The conditioning coach had gone to extensive lengths to satisfy himself of the above (obtaining a certificate from a recognized laboratory, HFL, to this effect, albeit via the supplier and albeit not for MHA specifically).
The players (and the team) had used the product during the course of the year with no one in the Springbok squad previously having returned an adverse analytical finding.
the product in SA previously used by them proved to be free of MHA (both before and after their testing in the UK).
There was no reason to suspect that the product supplied to them in the UK contained MHA / was contaminated.
The Nitro taken by the players was not labelled in any manner which could indicate or raise suspicion that the supplements could contain a prohibited substance.
The Nitro had been taken by the team during the home leg of the Tri-Nations series and was taken by the players at their provincial teams for approximately one year prior to their being tested positive without any adverse results.
The players took care in not taking any supplements or medicine other than those approved and given / prescribed to them by the conditioning coach and team doctor.
 Mr Ferreira on behalf of SARU submitted that the Players could have refused to take the supplements and their decision to make use of the supplements must result in a degree of fault
on their side. He did not put the degree of fault higher than ten percent and suggested a sanction of a two month suspension but with retrospective effect from 6 November 2010.
 We are comfortably satisfied that the Players have provided us with reliable evidence how the prohibited substance entered their bodies and that there is strong corroboration of their evidence by reliable third parties.
 We are also comfortably satisfied on the evidence of the Players and the conditioning coach that they had no intention to enhance their sporting performance through the use of a prohibited substance. It is clear that no member of the Springbok team, including the Players themselves, was aware before the two Players tested positive that the supplement contained MHA.
 We disagree with the submission of SARU that the Players were at fault and that they should have refused to make use of the supplement as the use of supplements were in breach of the SARU guidelines. The management of SARU knew that the medical team of the Springbok team supplied the players with supplements. SARU, one assumes, in fact paid for the supplements. If there is any blame to be apportioned in this matter, SARU should be blamed for not having the supplements tested more comprehensively (as required by their own guidelines – in particular the extract referred to above) and definitely not the players, who relied on the professional assistance and judgment of their medical team, and could in this Committee’s view not have been expected to take any other steps in the circumstances.

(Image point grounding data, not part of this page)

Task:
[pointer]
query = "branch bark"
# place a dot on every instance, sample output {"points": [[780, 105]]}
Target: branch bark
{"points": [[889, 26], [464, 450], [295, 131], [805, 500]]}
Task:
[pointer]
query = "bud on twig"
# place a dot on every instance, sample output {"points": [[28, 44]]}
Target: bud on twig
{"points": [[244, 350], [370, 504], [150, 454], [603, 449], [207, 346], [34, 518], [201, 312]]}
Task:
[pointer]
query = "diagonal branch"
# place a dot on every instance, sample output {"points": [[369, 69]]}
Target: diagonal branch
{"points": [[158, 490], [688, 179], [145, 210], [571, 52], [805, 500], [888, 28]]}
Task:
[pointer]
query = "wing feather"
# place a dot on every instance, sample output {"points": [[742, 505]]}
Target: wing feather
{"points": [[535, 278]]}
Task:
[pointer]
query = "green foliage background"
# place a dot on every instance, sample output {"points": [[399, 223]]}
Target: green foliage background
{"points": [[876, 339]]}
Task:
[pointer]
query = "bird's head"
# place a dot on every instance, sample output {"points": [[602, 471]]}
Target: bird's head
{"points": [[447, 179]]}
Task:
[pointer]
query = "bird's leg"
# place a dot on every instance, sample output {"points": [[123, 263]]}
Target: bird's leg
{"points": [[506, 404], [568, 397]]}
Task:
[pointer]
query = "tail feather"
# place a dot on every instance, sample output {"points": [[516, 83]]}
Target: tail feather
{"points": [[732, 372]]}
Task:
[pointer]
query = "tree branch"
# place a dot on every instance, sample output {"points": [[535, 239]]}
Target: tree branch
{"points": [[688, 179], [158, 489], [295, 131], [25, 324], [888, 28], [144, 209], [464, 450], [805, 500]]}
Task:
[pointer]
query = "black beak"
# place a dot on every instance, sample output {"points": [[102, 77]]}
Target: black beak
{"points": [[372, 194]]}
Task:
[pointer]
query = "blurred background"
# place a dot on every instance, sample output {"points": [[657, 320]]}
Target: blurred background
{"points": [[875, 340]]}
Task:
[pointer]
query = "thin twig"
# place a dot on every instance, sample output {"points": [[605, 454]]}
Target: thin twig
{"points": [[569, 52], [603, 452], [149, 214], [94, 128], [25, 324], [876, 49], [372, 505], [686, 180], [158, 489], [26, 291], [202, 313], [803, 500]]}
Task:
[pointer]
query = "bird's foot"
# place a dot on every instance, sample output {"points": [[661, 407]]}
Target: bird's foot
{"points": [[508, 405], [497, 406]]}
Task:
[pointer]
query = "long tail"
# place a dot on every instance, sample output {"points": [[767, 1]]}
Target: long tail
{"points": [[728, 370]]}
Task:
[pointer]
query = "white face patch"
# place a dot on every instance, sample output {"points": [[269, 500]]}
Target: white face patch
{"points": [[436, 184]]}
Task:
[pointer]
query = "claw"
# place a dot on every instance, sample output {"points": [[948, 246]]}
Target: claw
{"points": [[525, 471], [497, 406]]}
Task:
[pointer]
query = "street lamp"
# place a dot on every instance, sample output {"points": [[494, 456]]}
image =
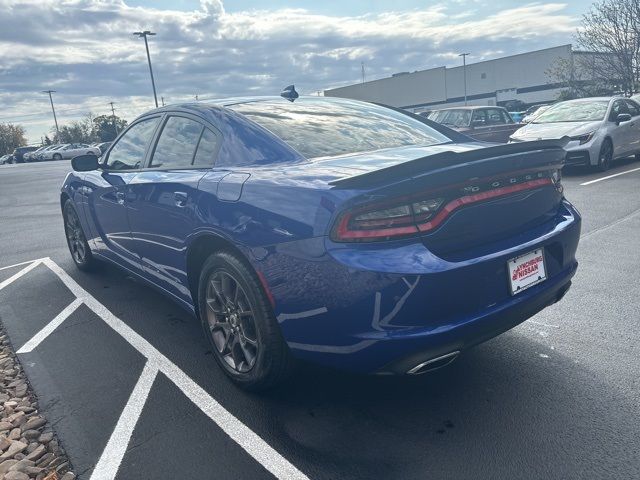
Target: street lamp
{"points": [[53, 110], [464, 70], [146, 44]]}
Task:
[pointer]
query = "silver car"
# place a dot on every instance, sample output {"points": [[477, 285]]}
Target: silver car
{"points": [[73, 150], [600, 129]]}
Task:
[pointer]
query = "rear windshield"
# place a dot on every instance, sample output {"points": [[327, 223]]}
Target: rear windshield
{"points": [[452, 118], [319, 128]]}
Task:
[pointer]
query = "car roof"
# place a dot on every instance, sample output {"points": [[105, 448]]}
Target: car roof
{"points": [[221, 103], [594, 99], [468, 107]]}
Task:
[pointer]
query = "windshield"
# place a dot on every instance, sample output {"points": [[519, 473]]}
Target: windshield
{"points": [[452, 118], [574, 112], [318, 128]]}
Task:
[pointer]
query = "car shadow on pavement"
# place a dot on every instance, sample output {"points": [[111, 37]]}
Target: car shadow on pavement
{"points": [[503, 410], [510, 408], [589, 172]]}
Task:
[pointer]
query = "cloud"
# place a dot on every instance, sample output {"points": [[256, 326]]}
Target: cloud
{"points": [[85, 50]]}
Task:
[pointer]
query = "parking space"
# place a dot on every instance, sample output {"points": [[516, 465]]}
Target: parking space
{"points": [[128, 382]]}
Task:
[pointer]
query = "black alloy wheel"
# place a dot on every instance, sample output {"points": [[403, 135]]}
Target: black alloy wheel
{"points": [[76, 240], [238, 320]]}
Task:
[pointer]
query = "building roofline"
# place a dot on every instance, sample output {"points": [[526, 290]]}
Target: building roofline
{"points": [[370, 82]]}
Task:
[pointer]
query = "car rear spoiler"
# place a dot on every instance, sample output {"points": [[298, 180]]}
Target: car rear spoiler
{"points": [[444, 160]]}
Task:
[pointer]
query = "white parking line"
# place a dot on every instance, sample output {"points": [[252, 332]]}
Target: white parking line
{"points": [[50, 327], [250, 441], [111, 458], [17, 275], [608, 177], [18, 264]]}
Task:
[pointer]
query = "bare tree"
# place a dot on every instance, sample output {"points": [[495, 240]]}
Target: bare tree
{"points": [[576, 76], [612, 30]]}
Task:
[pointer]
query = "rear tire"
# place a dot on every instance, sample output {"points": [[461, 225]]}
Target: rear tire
{"points": [[605, 157], [238, 320], [76, 239]]}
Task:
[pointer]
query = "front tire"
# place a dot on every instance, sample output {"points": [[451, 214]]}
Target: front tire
{"points": [[76, 239], [238, 320], [605, 157]]}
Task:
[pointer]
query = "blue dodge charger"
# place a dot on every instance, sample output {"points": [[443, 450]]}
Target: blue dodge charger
{"points": [[344, 233]]}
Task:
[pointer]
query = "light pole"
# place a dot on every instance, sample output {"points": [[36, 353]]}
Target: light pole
{"points": [[146, 44], [113, 117], [53, 110], [464, 72]]}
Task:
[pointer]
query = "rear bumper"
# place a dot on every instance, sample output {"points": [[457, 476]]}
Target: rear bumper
{"points": [[482, 328], [384, 309]]}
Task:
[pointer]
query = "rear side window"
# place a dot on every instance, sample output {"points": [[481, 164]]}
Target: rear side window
{"points": [[177, 144], [452, 118], [128, 153], [206, 149], [319, 128], [633, 108]]}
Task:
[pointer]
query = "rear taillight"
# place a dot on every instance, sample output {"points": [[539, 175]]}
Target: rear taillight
{"points": [[386, 221], [411, 216]]}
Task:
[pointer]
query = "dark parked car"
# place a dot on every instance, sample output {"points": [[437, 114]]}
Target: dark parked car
{"points": [[340, 232], [487, 124], [18, 153], [103, 147]]}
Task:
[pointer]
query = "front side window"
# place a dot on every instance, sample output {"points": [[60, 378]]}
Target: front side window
{"points": [[177, 144], [321, 128], [128, 153]]}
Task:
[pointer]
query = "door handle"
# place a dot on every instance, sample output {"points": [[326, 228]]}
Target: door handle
{"points": [[180, 199]]}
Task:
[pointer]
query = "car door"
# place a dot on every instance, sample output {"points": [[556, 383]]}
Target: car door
{"points": [[634, 127], [162, 199], [105, 192], [620, 133]]}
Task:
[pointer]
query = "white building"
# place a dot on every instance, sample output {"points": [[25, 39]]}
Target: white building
{"points": [[493, 82]]}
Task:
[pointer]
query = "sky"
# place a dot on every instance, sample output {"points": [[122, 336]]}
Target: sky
{"points": [[85, 50]]}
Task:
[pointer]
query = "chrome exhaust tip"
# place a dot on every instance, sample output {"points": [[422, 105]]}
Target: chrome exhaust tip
{"points": [[434, 363]]}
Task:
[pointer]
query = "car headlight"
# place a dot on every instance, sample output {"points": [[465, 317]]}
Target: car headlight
{"points": [[584, 138]]}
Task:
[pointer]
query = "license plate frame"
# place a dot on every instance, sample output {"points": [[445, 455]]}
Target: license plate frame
{"points": [[526, 270]]}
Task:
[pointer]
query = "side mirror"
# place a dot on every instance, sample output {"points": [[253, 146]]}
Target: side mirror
{"points": [[84, 163], [623, 117]]}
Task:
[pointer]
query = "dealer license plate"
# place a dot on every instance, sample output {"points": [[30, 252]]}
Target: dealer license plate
{"points": [[526, 271]]}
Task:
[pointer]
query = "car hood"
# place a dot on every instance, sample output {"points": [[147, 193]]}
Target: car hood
{"points": [[545, 131]]}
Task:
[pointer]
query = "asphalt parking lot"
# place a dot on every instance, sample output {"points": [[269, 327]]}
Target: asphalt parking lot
{"points": [[127, 380]]}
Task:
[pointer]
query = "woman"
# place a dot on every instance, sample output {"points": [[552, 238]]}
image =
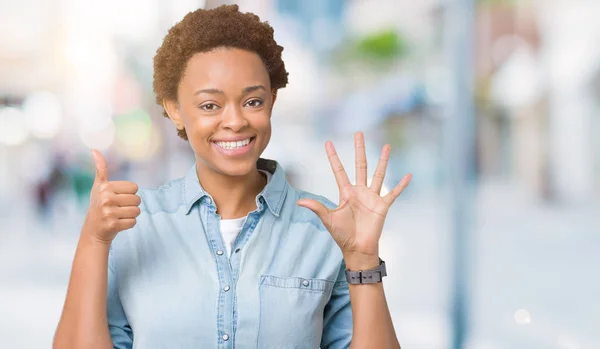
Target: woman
{"points": [[229, 255]]}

 On the facts set out in paragraphs  and  above we find that there was no fault on the part of the Players for the purposes of section 21.22.4.
 In conclusion we are in agreement with the submission by Mr Heyns that a reprimand is the appropriate sanction on the facts of this case. The Players have already suffered the ignominy of being sent home early from the overseas tour, provisionally suspended for nearly three months and having their doping charges made public with the concomitant embarrassment, uncertainty, personal anguish and damage to their reputations. All of this should serve as a deterrent for other players against the indiscriminate and careless use of supplements. Any further punishment for the Players in question would, however, be out of kilter with their lack of fault in the matter. The Players are nevertheless strictly liable and a reprimand is accordingly the appropriate sanction in the exceptional circumstances of this case.
 Both Players are accordingly reprimanded. They are informed that both they and the IRB are permitted to take this finding on review.